- A gameplay screenshot from an unfinished build of Damage, Inc. The game would have been centered around vehicle combat.
- Developer: Climax Brighton
- Publisher: Vivendi Universal Games
- Platforms: PlayStation 2 Xbox Windows
- Release: Cancelled
- Genre: Action-adventure

= Damage, Inc. (video game) =

Cancelled video game

Damage, Inc. was a planned action-adventure game developed by Climax Brighton and set to be published by Vivendi Universal Games. It would have been themed around the American heavy metal band Metallica, featuring its music and the likeness of its members. The gameplay was going to be centered around vehicle combat, in a post-apocalyptic setting. Players would have been able to customize their vehicle with weapons and armor, and hijack other cars.

The game was being developed in 2003, and was set to be released in 2005 for the PlayStation 2, Xbox, and Windows. A trailer for the game was included on certain copies of Metallica's eighth studio album, St. Anger (2003). The game was cancelled before an official announcement was made. Concept art from the game was released online in 2011, and in 2016, gameplay footage from an early build was uploaded online.

== Overview ==
Damage, Inc. was going to be a post-apocalyptic action-adventure game centered around vehicle combat. Players would have been able to customize their vehicle with different armor and weapons, and also hijack other vehicles. They would also have weapons that they could use in close-range combat, such as a handgun. Players would also be able to explore large, open levels, and a day-night cycle was featured. Devin Pacholik of Vice described the game as "Twisted Metal meets Grand Theft Auto".

The game would have been centered around Metallica, with the likeness of the band members and its music set to be used. The band members—namely Kirk Hammett, James Hetfield, Robert Trujillo, and Lars Ulrich—were all going to sport post-apocalyptic outfits. They were also going to record an original song specifically for Damage, Inc., with a music video taking elements from the game. Due to the lack of promotion for the game before its cancellation, not much is known about the game's mechanics outside of gameplay footage from an early build of the game, a teaser trailer, and concept art.

== Development ==
Damage, Inc. was being developed in 2003 by Climax Brighton, and would have been published by Vivendi Universal Games.
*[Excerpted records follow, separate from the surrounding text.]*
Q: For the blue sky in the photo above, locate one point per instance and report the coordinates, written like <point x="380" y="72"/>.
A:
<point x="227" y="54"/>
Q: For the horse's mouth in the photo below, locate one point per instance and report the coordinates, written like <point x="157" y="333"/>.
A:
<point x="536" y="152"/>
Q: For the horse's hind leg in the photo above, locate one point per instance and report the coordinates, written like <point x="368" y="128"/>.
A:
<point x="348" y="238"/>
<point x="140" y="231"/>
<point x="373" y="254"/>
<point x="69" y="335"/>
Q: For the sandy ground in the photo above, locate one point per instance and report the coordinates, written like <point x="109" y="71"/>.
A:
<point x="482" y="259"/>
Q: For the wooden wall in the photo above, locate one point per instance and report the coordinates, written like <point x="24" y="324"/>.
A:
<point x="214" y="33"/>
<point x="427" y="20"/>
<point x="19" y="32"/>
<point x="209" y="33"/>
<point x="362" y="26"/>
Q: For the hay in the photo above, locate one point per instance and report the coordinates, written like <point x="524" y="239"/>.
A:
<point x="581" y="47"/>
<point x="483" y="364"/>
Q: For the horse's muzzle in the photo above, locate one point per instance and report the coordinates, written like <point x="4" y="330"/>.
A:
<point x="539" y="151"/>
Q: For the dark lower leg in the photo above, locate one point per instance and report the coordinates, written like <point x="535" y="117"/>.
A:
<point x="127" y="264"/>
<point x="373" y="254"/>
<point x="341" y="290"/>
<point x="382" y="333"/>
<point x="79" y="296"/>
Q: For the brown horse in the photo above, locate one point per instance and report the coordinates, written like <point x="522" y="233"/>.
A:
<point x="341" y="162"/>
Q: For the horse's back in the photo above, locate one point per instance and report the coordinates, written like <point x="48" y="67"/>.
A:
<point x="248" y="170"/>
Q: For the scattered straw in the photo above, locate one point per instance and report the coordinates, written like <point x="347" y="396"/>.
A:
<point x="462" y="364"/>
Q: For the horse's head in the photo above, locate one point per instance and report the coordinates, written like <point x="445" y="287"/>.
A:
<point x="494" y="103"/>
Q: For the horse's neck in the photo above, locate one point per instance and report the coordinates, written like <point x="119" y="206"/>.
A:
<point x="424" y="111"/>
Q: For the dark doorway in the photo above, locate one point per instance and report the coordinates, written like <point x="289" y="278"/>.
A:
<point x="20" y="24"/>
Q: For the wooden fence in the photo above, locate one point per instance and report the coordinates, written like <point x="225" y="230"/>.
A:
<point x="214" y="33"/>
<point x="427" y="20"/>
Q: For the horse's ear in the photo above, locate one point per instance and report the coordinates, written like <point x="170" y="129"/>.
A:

It was planned to release in 2005. The game was initially being developed for the PlayStation 2, although versions for the Xbox and Windows were planned. The developers took inspiration from Mad Max and Grand Theft Auto III while developing the game, the former of which was serving as the basis of the game's art style. The developers also drew inspiration from Blade Runner and Waterworld. A teaser trailer for the game was included on certain promotional copies of Metallica' eighth studio album, St. Anger (2003), where it was initially untitled. No gameplay footage from the game was ever officially revealed, and the game was cancelled before a formal announcement was made.

Calum Alexander Watt's concept art for Damage, Inc.'s appearance of Metallica drummer Lars Ulrich

In 2011, Calum Alexander Watt released concept art from the game, depicting the band's members in post-apocalyptic designs. Hetfield's in-game iteration was going to sport large machine guns, while Hammett would have had a pet vulture, and Ulrich would have driven a truck covered in large megaphones. Luke Plunkett of Kotaku described Watt's concept art as "Borderlands meets Akira".

In 2016, Andrew Borman of the Strong National Museum of Play managed to acquire an unfinished demo of the game, featuring only a single, half-finished level, and shared the footage online through his YouTube channel PtoPOnline. The footage revealed that the game's title was going to be Damage, Inc., named after one of the band's songs. According to Borman, internal conflicts related to Vivendi and possibly licensing issues were what led to the project's cancellation, although he was uncertain due to the lack of information.

Borman also claimed that, following the game's cancellation, a few developers from Climax tried to revive the project as a PlayStation Portable exclusive, although these plans failed.Climax also allegedly offered to help Warner Bros. Games develop a new Mad Max game, intending to repurpose what progress had been made on Damage, Inc. for it. This plan also failed.